Access to health care and other resources, such as nutritious foods, employment, clean water, safe housing, education, etc. are crucial to maintaining health and well-being. In an ideal world, everyone would have access to these essential means for survival; however, it is all too apparent that this is not the case for many communities and populations around the world. It is desirable, therefore, for those groups who are not supported by a formal health care system to seek alternative solutions for the resources they lack.
Using case studies and other readings, along with group discussion, this course will explore the global, social, political, economic, and cultural factors that contribute to poor health. It will also look at methods for empowering communities who lack access to health care to create practical solutions that are relevant to their unique situations. Participatory research will be one of the key strategies dealt with in this course due to its focus on promoting change at the grass roots level.

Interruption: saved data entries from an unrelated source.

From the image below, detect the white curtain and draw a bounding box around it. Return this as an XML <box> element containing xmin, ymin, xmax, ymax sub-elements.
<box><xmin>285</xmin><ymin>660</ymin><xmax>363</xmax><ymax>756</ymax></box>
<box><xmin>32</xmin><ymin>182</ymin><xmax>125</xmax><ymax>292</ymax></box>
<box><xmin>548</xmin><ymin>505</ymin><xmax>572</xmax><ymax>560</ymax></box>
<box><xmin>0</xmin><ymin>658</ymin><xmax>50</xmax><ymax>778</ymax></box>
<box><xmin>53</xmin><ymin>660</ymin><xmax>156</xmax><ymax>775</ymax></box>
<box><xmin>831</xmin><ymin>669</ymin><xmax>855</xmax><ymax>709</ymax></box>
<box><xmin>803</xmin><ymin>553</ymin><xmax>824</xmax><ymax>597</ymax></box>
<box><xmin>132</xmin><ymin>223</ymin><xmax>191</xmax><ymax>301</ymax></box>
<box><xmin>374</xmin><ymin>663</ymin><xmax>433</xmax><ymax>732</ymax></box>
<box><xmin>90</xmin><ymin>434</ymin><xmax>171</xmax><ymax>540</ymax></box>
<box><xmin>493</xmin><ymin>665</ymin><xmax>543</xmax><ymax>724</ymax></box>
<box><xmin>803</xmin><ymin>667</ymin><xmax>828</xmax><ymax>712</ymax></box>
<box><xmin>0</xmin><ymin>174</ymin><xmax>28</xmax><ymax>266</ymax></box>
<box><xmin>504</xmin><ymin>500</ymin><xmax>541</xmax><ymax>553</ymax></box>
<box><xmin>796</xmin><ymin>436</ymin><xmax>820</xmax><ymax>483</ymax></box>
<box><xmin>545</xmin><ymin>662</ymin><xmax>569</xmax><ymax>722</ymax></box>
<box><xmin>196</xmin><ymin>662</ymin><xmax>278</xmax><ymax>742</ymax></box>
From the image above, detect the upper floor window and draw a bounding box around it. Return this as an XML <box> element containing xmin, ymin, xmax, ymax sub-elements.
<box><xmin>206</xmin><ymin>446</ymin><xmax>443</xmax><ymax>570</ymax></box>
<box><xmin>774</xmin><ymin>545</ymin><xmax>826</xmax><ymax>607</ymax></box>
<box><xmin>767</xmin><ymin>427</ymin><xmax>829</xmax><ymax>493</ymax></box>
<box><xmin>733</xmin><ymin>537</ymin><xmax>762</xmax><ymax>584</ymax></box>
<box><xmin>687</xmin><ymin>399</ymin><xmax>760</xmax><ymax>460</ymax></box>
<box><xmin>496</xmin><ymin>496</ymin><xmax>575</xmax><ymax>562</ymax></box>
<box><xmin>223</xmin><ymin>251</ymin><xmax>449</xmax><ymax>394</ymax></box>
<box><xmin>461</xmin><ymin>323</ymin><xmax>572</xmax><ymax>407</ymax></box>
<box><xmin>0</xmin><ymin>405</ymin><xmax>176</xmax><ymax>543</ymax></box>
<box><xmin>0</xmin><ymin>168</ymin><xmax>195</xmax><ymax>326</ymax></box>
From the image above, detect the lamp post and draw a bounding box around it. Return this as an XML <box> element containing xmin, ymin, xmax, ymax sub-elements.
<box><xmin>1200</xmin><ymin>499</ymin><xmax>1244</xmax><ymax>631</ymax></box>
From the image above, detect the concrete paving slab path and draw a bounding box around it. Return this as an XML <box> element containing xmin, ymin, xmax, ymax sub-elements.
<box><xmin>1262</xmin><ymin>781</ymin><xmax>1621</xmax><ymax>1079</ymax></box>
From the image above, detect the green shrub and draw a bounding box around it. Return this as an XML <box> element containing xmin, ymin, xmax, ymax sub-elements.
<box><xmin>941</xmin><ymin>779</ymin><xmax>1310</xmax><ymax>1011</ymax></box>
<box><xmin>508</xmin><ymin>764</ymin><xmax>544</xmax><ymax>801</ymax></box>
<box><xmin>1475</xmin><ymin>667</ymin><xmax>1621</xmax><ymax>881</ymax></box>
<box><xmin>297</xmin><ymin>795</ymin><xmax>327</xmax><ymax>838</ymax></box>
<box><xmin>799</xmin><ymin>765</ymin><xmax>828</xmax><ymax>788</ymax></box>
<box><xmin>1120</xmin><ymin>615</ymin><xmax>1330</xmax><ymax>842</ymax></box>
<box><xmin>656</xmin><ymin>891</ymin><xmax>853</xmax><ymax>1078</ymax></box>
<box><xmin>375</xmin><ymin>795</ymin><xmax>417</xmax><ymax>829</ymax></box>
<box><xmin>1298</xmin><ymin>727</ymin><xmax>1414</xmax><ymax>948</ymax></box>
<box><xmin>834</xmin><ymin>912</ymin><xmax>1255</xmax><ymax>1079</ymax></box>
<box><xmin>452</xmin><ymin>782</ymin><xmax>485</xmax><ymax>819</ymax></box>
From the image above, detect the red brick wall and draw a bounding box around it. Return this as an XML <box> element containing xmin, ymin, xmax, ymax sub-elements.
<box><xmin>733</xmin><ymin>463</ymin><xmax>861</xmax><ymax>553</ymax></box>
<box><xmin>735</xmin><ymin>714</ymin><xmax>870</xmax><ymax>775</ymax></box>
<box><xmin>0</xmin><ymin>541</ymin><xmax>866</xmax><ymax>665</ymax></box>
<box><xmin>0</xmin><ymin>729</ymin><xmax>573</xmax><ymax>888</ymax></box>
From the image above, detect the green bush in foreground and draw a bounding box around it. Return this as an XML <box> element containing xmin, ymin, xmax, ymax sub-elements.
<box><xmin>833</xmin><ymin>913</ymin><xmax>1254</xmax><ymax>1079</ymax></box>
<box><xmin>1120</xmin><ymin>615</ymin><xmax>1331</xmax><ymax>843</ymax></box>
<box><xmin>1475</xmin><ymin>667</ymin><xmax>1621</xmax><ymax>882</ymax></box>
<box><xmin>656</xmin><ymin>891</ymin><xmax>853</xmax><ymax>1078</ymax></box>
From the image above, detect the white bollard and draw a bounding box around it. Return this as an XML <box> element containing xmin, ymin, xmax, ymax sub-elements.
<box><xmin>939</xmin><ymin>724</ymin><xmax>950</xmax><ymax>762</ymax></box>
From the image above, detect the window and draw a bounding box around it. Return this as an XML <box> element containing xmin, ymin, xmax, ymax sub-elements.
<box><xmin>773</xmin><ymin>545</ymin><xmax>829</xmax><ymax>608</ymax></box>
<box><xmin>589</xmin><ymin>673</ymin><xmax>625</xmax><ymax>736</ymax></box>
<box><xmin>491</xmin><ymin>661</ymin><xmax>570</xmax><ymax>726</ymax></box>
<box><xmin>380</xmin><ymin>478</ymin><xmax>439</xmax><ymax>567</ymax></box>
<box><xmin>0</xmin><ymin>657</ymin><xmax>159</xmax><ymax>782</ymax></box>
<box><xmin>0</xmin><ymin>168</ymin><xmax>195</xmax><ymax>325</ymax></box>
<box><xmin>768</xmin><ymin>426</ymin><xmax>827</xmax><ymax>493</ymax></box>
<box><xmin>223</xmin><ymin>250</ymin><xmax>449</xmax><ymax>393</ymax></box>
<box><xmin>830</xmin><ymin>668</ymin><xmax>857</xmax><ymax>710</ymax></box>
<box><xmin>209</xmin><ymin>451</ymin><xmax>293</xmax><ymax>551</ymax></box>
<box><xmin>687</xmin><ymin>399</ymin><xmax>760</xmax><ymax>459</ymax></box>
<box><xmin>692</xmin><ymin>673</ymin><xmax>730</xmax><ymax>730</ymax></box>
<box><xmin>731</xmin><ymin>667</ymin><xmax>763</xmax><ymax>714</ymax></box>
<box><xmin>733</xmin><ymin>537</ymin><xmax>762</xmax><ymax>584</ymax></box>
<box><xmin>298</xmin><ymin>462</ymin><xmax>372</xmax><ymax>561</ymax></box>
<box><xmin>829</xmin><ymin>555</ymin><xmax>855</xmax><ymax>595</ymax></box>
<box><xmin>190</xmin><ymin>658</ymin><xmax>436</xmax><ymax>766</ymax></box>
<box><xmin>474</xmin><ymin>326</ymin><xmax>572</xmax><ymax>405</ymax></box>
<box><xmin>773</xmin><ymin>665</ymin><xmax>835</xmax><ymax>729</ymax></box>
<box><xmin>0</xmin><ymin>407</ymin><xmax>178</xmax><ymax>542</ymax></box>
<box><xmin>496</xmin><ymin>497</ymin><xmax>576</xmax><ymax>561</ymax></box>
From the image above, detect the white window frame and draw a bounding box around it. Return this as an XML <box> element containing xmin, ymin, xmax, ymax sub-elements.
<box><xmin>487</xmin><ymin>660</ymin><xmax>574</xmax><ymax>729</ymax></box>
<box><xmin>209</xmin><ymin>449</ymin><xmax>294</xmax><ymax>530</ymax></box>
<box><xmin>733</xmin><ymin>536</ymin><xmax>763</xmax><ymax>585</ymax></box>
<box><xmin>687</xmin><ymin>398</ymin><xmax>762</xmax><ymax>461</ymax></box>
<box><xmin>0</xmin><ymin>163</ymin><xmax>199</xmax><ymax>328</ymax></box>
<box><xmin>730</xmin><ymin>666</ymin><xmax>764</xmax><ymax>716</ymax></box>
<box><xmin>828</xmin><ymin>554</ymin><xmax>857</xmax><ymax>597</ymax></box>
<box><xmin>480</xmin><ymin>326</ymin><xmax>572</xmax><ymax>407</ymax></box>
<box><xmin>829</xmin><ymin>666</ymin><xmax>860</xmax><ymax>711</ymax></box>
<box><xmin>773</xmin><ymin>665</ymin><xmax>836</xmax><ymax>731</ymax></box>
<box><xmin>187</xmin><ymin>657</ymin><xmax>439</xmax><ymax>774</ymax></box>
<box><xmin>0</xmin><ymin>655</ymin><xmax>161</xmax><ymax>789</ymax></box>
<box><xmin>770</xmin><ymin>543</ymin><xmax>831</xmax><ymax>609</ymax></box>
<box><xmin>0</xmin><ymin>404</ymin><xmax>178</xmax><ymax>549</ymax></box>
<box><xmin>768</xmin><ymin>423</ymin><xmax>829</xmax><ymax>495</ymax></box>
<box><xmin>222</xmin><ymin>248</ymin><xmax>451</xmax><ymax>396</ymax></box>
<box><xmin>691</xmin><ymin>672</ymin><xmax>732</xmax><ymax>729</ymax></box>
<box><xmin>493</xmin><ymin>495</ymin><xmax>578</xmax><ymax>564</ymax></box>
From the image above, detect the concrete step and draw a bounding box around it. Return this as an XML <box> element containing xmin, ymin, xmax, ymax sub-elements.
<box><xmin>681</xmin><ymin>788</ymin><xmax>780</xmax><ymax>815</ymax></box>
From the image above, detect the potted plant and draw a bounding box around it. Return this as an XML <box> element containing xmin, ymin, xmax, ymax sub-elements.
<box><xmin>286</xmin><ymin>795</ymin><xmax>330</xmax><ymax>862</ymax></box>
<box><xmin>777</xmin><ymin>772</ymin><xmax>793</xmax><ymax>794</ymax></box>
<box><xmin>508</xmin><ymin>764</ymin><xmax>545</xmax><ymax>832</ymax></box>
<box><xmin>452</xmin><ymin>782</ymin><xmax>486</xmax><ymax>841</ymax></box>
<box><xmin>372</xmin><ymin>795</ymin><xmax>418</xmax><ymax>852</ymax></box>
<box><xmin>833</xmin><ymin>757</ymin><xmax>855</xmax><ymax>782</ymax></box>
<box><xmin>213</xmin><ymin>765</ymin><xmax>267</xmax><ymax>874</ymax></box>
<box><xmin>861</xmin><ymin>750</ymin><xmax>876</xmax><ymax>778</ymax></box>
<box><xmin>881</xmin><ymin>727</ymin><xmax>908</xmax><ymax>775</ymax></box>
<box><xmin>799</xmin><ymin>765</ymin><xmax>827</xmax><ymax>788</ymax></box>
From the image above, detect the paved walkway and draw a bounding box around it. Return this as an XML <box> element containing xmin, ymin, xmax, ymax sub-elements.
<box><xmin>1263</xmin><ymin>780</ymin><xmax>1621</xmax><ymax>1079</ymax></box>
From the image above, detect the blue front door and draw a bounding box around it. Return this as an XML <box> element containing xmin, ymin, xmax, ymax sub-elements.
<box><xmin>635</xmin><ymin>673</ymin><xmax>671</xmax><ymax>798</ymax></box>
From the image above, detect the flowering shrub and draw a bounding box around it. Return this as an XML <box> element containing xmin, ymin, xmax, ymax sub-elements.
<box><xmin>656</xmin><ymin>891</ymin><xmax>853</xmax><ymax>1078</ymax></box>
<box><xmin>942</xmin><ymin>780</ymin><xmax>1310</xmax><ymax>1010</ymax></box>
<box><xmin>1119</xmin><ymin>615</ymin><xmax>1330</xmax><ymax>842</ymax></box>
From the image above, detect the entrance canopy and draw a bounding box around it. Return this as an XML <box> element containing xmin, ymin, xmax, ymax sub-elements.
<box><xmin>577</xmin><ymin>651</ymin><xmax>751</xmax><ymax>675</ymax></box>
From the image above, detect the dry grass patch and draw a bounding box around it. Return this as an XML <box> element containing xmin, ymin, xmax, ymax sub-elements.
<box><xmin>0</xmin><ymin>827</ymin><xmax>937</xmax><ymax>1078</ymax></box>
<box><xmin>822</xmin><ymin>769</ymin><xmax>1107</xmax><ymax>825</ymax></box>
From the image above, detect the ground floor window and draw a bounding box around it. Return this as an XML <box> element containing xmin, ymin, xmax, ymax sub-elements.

Upon completion of this course participants will be able to:
• Identify micro and macro level factors that affect health and well-being.
• Collaborate with communities to evaluate their needs in regard to health and cultivate ideas for appropriate actions to address those needs.
• Provide support for community-based solutions to health issues by establishing connections to information and resources.
Noncredit courses do not produce academic credit nor appear on a Colorado State University academic transcript.
Due to the condensed time frame for this course, students cannot withdraw and receive a refund once the course begins.
David is a Ph.D. candidate in sociology. His B.A. and M.A. degrees are in anthropology. He is the director of program development for Village Earth: The Consortium for Sustainable Village-Based Development, and an instructor in CSU's anthropology department.
David's areas of expertise include community capacity building, social capital theory, participatory action research, survey and evaluative research methods, development with indigenous communities, and application of information communication technologies in rural development.
Teri Saydak has worked in Latin America for the past 10 years and continues to work with the international development organization, Concern America, based in Santa Ana, CA. She received her Bachelor’s degree in International Studies and Latin American Studies at the University of San Francisco. Teri's focus internationally is with income-generation cooperatives, community health models, grant writing, and community-run processes. Locally, Teri's been an active member of El Centro Cultural de Mexico in Santa Ana and has been involved in social justice work and community organizing through Son Jarocho music.